Я отыскала таблетки, наполнила стакан водой и вручила все это Алексу.

– Спасибо, – извиняющимся голосом сказал он, запивая таблетку водой.

– Не за что, – ответила я. – Еще что-нибудь?

– Ты не обязана ничего делать, – гнул свое Алекс.

– Послушай, – я сделала глубокий вдох. – Чем быстрее ты скажешь, как мне тебе помочь, тем быстрее тебе станет лучше и все это закончится.

Он нервно прикусил нижнюю губу, и на несколько секунд я выпала из реальности, завороженная этим зрелищем. Когда Алекс наконец перевел на меня взгляд, я даже вздрогнула от неожиданности.

– Если тут найдется пакет со льдом, это поможет, – признался он. – Обычно я использую либо холодный компресс, либо грелку, но самое главное – просто сидеть не двигаясь.

Голос у него был обреченный.

– Поняла. – Я натянула на ноги сандалии и схватила со стула сумочку.

– Что ты делаешь?

– Иду в аптеку. В здешней морозилке даже формы для льда нет, не то что пакета со льдом. И я очень сомневаюсь, что у Ники найдется грелка.

– Тебе необязательно это делать, – сказал Алекс. – Серьезно, если я просто посижу, мне станет лучше. Иди лучше спать.

– Пока ты тут сидишь в темноте? Разбежался. Во-первых, это невероятно жутко. Во-вторых, я уже встала, так что вполне могу заняться чем-нибудь полезным.

– Но это ведь твой отпуск.

Я уже направилась к двери, и никакие слова Алекса меня не остановят.

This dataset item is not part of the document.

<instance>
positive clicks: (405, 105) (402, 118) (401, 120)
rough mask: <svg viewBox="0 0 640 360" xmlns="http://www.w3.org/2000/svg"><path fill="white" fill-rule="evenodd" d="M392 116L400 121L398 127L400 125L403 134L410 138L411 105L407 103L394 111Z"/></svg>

– Нет, – сказала я. – Это наше летнее путешествие. И не танцуй тут без меня голым, договорились?

Алекс издал еще один душераздирающий вздох.

– Спасибо, Поппи. Правда.

– Да хватит меня благодарить. Я, между прочим, уже составляю список абсурдных способов, которыми ты можешь отплатить мне за помощь.

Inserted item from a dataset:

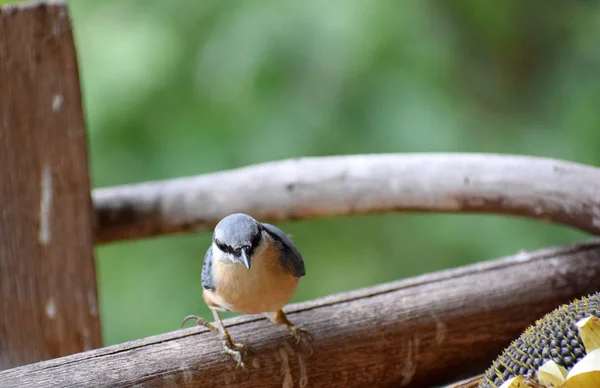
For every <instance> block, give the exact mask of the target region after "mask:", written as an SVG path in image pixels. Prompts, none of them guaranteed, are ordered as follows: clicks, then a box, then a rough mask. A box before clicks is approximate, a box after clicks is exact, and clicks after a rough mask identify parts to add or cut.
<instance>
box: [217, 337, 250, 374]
mask: <svg viewBox="0 0 600 388" xmlns="http://www.w3.org/2000/svg"><path fill="white" fill-rule="evenodd" d="M223 349H224V350H225V352H226V353H227V354H229V355H230V356H231V358H233V360H234V361H235V362H236V364H237V365H236V368H240V367H241V368H242V369H244V368H245V367H246V365H245V364H244V360H243V358H244V356H245V355H246V354H248V348H247V347H246V346H245V345H243V344H238V343H224V344H223Z"/></svg>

Это наконец выдавило из него слабую улыбку.

– Отлично. Я люблю быть полезным.

– Я знаю, – сказала я. – Это мне всегда в тебе и нравилось.

Глава 15

Восемь летних сезонов назад


В номер мы вернулись в полтретьего ночи, будучи пьяными в стельку. Обычно мы с Алексом столько не пьем, но это была особенная поездка, так что мы пустились во все тяжкие.

Алекс окончил колледж, так что всю поездку мы затеяли, чтобы отметить именно это. Совсем скоро он уедет в университет Индианы, чтобы получить магистратуру по литературному творчеству.

Я все напоминала себе, что Индиана – это не так уж и далеко. По правде говоря, теперь, после того, как я бросила колледж и вернулась домой, мы будем жить даже ближе друг к другу.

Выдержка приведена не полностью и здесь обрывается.